Where I got confused was this sentence from Mastering the FreeRTOS™ Real Time Kernel, “The xEventGroupWaitBits() API Function”,
The xClearOnExit parameter is provided to avoid these potential race conditions. If
xClearOnExit is set to pdTRUE, then the testing and clearing of event bits appears to the
calling task to be an atomic operation (uninterruptable by other tasks or interrupts).
The part that I missed is that
xEventGroupSetBits
is a single step, and one that unblocks all waiting tasks in this case. The fact that they all atomically clear the bit if xClearOnExit
is pdTRUE
doesn’t help because they’re all already running. So, a second atomic step, xEventGroupClearBits
, is needed to select a winner and send the others back to xEventGroupWaitBits
.
I agree, but it’s really the old, old method. I don’t know who wrote it in the first place, but they knew what they were doing (although I do wonder about the efficiency of this locking mechanism).

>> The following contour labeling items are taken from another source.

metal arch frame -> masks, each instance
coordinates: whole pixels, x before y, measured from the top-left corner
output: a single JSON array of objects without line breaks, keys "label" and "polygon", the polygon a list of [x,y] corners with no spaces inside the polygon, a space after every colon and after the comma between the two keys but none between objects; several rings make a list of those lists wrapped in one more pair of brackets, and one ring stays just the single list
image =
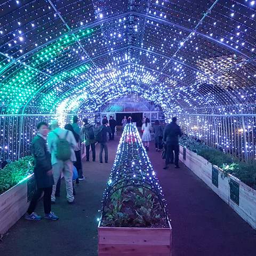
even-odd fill
[{"label": "metal arch frame", "polygon": [[[99,55],[98,55],[98,56],[95,56],[95,57],[93,57],[93,58],[92,58],[93,60],[94,60],[94,59],[98,59],[98,58],[100,58],[103,56],[105,56],[105,55],[107,55],[109,54],[111,54],[111,53],[113,53],[114,52],[117,52],[117,51],[122,51],[122,50],[123,50],[124,49],[129,49],[129,48],[132,48],[132,49],[136,49],[136,50],[138,50],[139,51],[146,51],[146,52],[149,52],[150,54],[155,54],[155,55],[156,55],[157,56],[158,56],[158,57],[162,57],[162,58],[164,58],[166,59],[169,59],[169,60],[172,59],[172,60],[179,63],[179,64],[181,65],[183,65],[185,66],[185,67],[188,68],[189,69],[190,69],[191,70],[193,70],[196,72],[198,72],[199,73],[201,73],[201,74],[202,74],[203,75],[207,77],[209,79],[211,79],[211,80],[213,80],[215,83],[216,83],[217,84],[218,84],[221,87],[223,88],[226,91],[227,91],[227,92],[228,93],[228,94],[230,94],[230,93],[227,91],[226,90],[226,89],[223,88],[223,86],[220,84],[220,83],[219,83],[218,82],[217,82],[215,79],[213,79],[212,78],[211,78],[210,76],[209,76],[207,74],[205,74],[204,72],[201,71],[199,69],[197,69],[197,68],[194,68],[194,67],[192,67],[190,65],[189,65],[188,64],[186,64],[186,63],[184,63],[183,62],[182,62],[182,61],[180,61],[179,60],[176,60],[175,59],[173,59],[172,58],[170,58],[170,57],[167,57],[165,55],[164,55],[162,54],[160,54],[160,53],[157,53],[157,52],[155,52],[154,51],[151,51],[151,50],[147,50],[147,49],[143,49],[143,48],[142,48],[142,47],[138,47],[138,46],[133,46],[133,45],[131,45],[131,46],[124,46],[123,47],[122,47],[122,48],[119,48],[118,49],[116,49],[115,50],[113,50],[111,52],[106,52],[106,53],[103,53],[102,54],[100,54]],[[70,69],[68,69],[66,70],[65,70],[65,71],[68,71],[69,70],[70,71],[70,70],[72,70],[74,68],[75,68],[75,67],[79,67],[80,66],[81,66],[82,65],[84,65],[84,64],[85,64],[86,63],[88,63],[88,62],[91,62],[91,60],[87,60],[86,61],[84,61],[84,62],[82,62],[81,63],[80,63],[79,65],[76,65],[74,67],[72,67],[72,68],[70,68]],[[131,63],[131,62],[130,62]],[[127,64],[129,64],[129,62],[127,62]],[[27,67],[29,67],[29,66],[27,66]],[[158,70],[154,70],[154,69],[152,69],[152,70],[155,70],[156,72],[159,72]],[[97,73],[94,75],[98,75],[98,74],[101,74],[102,73],[102,72],[100,72],[100,73]],[[167,75],[167,74],[166,74],[165,73],[163,73],[163,72],[161,72],[162,73],[162,74],[164,74],[165,75],[167,76],[168,77],[170,77],[170,75]],[[44,73],[44,75],[45,75],[45,74]],[[50,77],[52,77],[52,76],[50,76],[49,75],[47,75],[47,76]],[[172,79],[174,79],[173,77],[171,77],[171,78]],[[61,81],[62,83],[63,83],[62,81]],[[183,83],[185,83],[184,82],[183,82]],[[42,89],[42,87],[43,86],[41,86],[40,87],[38,90],[36,92],[36,93],[35,93],[34,95],[35,96],[35,95],[36,95],[38,92],[39,92],[39,91]],[[198,93],[198,94],[200,95],[200,94]],[[229,95],[230,97],[231,97],[232,95]],[[30,99],[29,100],[28,100],[27,101],[27,102],[26,102],[26,104],[23,106],[23,107],[22,108],[23,108],[23,110],[22,110],[22,114],[24,114],[25,113],[25,109],[27,106],[27,105],[28,105],[29,102],[31,100],[31,99],[34,98],[34,96],[32,96]],[[239,102],[238,102],[237,100],[236,100],[236,103],[237,104],[240,104]]]},{"label": "metal arch frame", "polygon": [[[133,66],[139,66],[139,64],[137,64],[137,63],[133,63],[133,62],[127,62],[127,63],[123,63],[123,64],[122,64],[121,65],[118,65],[118,66],[114,66],[114,67],[113,67],[111,68],[110,68],[110,69],[108,69],[107,70],[104,70],[103,71],[101,71],[100,73],[98,73],[97,75],[98,75],[99,74],[102,74],[102,73],[104,73],[106,71],[108,71],[109,70],[111,70],[114,68],[116,68],[117,67],[122,67],[122,66],[127,66],[127,65],[133,65]],[[155,69],[151,69],[149,67],[143,67],[143,68],[145,68],[145,69],[147,69],[148,70],[150,70],[150,71],[156,71],[156,72],[157,72],[157,73],[159,73],[159,71],[158,71],[158,70],[156,70]],[[185,88],[188,88],[189,87],[190,87],[186,83],[185,83],[185,82],[182,81],[181,81],[177,78],[174,78],[174,77],[171,77],[171,76],[170,76],[170,75],[168,75],[166,73],[163,73],[162,74],[164,74],[164,75],[165,75],[167,77],[170,77],[170,79],[173,79],[174,81],[176,81],[177,82],[179,82],[179,83],[182,83],[183,84],[184,84],[186,87],[185,87]],[[118,76],[118,77],[119,77],[120,76]],[[88,77],[87,79],[90,79],[91,77],[92,77],[92,76],[91,76],[91,77]],[[107,79],[106,81],[105,81],[105,83],[106,82],[107,82],[109,81],[110,81],[111,79],[113,78],[109,78],[109,79]],[[83,83],[83,81],[81,81],[79,83],[77,83],[76,85],[75,86],[69,86],[69,87],[71,89],[72,88],[74,88],[74,87],[75,87],[77,85],[79,85],[79,84],[81,84],[82,83]],[[161,83],[158,82],[158,81],[154,81],[154,83],[156,83],[158,84],[161,84]],[[150,86],[150,84],[145,84],[144,83],[142,83],[142,82],[140,82],[140,83],[142,83],[143,84],[145,84],[145,85],[147,85],[148,86]],[[174,91],[177,91],[177,89],[174,89]],[[212,106],[211,105],[211,104],[210,103],[210,102],[205,98],[205,97],[201,94],[199,92],[198,92],[197,91],[197,90],[196,89],[195,89],[195,91],[197,92],[197,93],[198,94],[198,95],[202,97],[202,98],[204,100],[204,101],[205,102],[205,103],[206,103],[206,104],[208,104],[209,105],[209,107],[210,108],[212,109],[212,113],[213,113],[214,111],[213,111],[213,108],[212,108]],[[187,95],[187,93],[186,93],[186,92],[183,92],[181,91],[181,92],[182,93],[184,93],[186,95]]]},{"label": "metal arch frame", "polygon": [[[47,1],[48,1],[48,0],[47,0]],[[164,23],[167,24],[167,25],[177,27],[178,28],[180,28],[181,29],[182,29],[183,30],[187,31],[189,32],[189,33],[195,33],[195,34],[196,34],[198,35],[201,37],[206,38],[207,40],[209,40],[210,41],[213,41],[215,44],[219,44],[219,45],[221,45],[222,46],[223,46],[224,47],[228,48],[231,51],[235,52],[236,53],[238,53],[239,54],[243,55],[244,57],[245,57],[246,59],[247,59],[249,60],[252,60],[252,59],[250,58],[248,55],[247,55],[246,54],[245,54],[244,53],[242,53],[240,51],[238,51],[238,50],[237,50],[235,48],[233,48],[233,47],[231,47],[230,46],[229,46],[228,45],[226,45],[225,43],[223,43],[221,42],[220,42],[220,41],[218,41],[218,40],[217,40],[214,38],[213,38],[212,37],[211,37],[210,36],[209,36],[206,35],[205,35],[205,34],[202,34],[202,33],[200,33],[199,32],[197,32],[196,31],[194,31],[193,30],[192,30],[191,29],[189,29],[188,28],[186,28],[186,27],[184,27],[183,26],[181,26],[181,25],[180,25],[179,24],[177,24],[175,23],[172,22],[171,21],[167,21],[167,20],[163,20],[163,19],[157,18],[157,17],[152,16],[151,15],[143,14],[142,13],[140,13],[139,12],[134,12],[134,11],[126,12],[125,13],[122,13],[121,14],[118,14],[118,15],[115,15],[115,16],[113,16],[111,18],[103,19],[102,19],[100,21],[98,21],[91,22],[91,23],[89,23],[86,25],[82,26],[81,27],[79,27],[79,28],[76,28],[75,29],[73,30],[72,32],[73,33],[76,33],[78,31],[79,31],[79,29],[86,29],[86,28],[88,28],[89,27],[95,27],[95,26],[98,26],[98,25],[99,25],[101,23],[106,22],[108,22],[109,21],[114,20],[115,19],[118,19],[118,18],[123,17],[125,17],[125,16],[129,15],[132,15],[132,14],[135,15],[137,15],[137,16],[139,16],[139,17],[143,17],[145,19],[151,19],[151,20],[155,21],[158,21],[158,22],[159,22]],[[68,32],[66,34],[69,34],[69,33]],[[63,34],[62,35],[62,36],[63,36],[65,35],[66,35],[66,34]],[[3,69],[3,70],[8,68],[9,66],[12,65],[13,63],[15,63],[16,61],[18,61],[19,60],[20,60],[21,59],[23,58],[24,56],[26,56],[26,55],[27,55],[33,53],[34,52],[37,51],[38,50],[39,50],[41,48],[43,48],[45,46],[47,45],[48,44],[50,44],[54,42],[56,40],[58,40],[58,39],[60,37],[60,36],[59,36],[58,37],[57,37],[57,38],[55,38],[54,39],[53,39],[52,40],[49,41],[47,43],[42,44],[41,45],[40,45],[39,47],[36,47],[34,49],[32,50],[31,51],[30,51],[29,52],[26,53],[26,54],[24,54],[20,56],[19,58],[17,58],[15,59],[15,60],[13,62],[10,62],[10,63],[7,64],[6,65],[6,66],[5,67],[5,68]],[[2,53],[2,55],[3,55],[3,54],[4,54]],[[4,55],[5,56],[5,55]],[[9,58],[10,58],[10,57],[9,57]]]}]

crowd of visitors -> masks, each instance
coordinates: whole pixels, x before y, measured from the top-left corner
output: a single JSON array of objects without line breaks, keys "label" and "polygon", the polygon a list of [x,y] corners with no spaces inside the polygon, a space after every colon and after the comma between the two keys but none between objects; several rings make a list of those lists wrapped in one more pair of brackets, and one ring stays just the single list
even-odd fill
[{"label": "crowd of visitors", "polygon": [[[60,127],[58,120],[48,124],[41,122],[37,124],[38,133],[31,145],[31,153],[34,157],[34,173],[37,190],[30,202],[25,218],[30,220],[40,220],[42,217],[37,215],[35,210],[38,199],[44,193],[43,202],[44,218],[57,220],[59,218],[51,210],[52,204],[55,204],[55,197],[59,196],[61,178],[63,176],[66,183],[67,201],[68,204],[75,202],[75,191],[73,181],[76,183],[86,179],[83,174],[81,160],[81,143],[83,142],[86,148],[86,161],[90,161],[90,149],[92,155],[92,161],[96,160],[95,143],[100,144],[99,158],[103,163],[103,152],[105,153],[105,162],[108,161],[107,134],[109,140],[114,140],[116,121],[110,116],[109,122],[104,116],[101,125],[94,126],[90,124],[87,118],[83,119],[82,128],[78,124],[77,116],[73,118],[71,124],[67,124],[64,129]],[[173,117],[172,122],[164,129],[158,120],[152,127],[149,119],[144,117],[141,127],[142,141],[147,151],[149,150],[151,140],[151,133],[154,134],[156,151],[164,150],[165,165],[174,163],[175,168],[179,168],[179,137],[182,135],[180,126],[176,123],[177,118]],[[123,127],[132,123],[132,118],[124,117],[122,121]],[[173,154],[174,152],[174,154]]]},{"label": "crowd of visitors", "polygon": [[79,127],[78,118],[73,118],[72,124],[67,124],[62,129],[58,120],[52,121],[50,126],[47,123],[41,122],[37,124],[37,134],[34,138],[31,153],[35,159],[35,179],[37,190],[30,202],[25,214],[29,220],[40,220],[42,217],[35,210],[38,199],[44,193],[44,218],[57,220],[59,218],[51,210],[52,204],[55,204],[55,197],[59,196],[61,178],[63,176],[66,183],[67,201],[68,204],[75,202],[75,191],[73,180],[76,183],[86,178],[83,174],[81,160],[81,143],[86,147],[86,161],[90,160],[90,149],[92,154],[92,161],[95,161],[95,145],[100,145],[99,160],[102,162],[103,151],[105,161],[108,163],[107,133],[109,140],[114,140],[116,122],[110,117],[110,124],[105,116],[102,125],[94,127],[89,123],[87,118],[83,119],[83,126]]},{"label": "crowd of visitors", "polygon": [[[172,122],[166,127],[156,120],[152,128],[149,118],[145,116],[142,119],[141,140],[146,150],[149,150],[149,142],[152,140],[151,133],[155,137],[156,151],[161,152],[163,149],[163,155],[165,159],[164,169],[167,169],[169,164],[174,164],[175,168],[179,166],[179,137],[182,133],[180,126],[176,123],[177,118],[173,117]],[[173,154],[174,152],[174,154]]]}]

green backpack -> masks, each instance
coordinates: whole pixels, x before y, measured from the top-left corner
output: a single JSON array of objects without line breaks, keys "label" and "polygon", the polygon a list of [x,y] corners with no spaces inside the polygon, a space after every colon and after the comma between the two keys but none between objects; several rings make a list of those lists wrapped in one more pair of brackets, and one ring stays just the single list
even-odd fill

You mean, recreating the problem with the broken code on a single core? It is not easy to come up with good stress tests for this. Hard to get the timing right so that the first task doesn’t always proceed before there are any other waiters. With this particular bug, the problem only showed up when there was contention. Adding a configASSERT to FF_LockFAT
helps with early detection.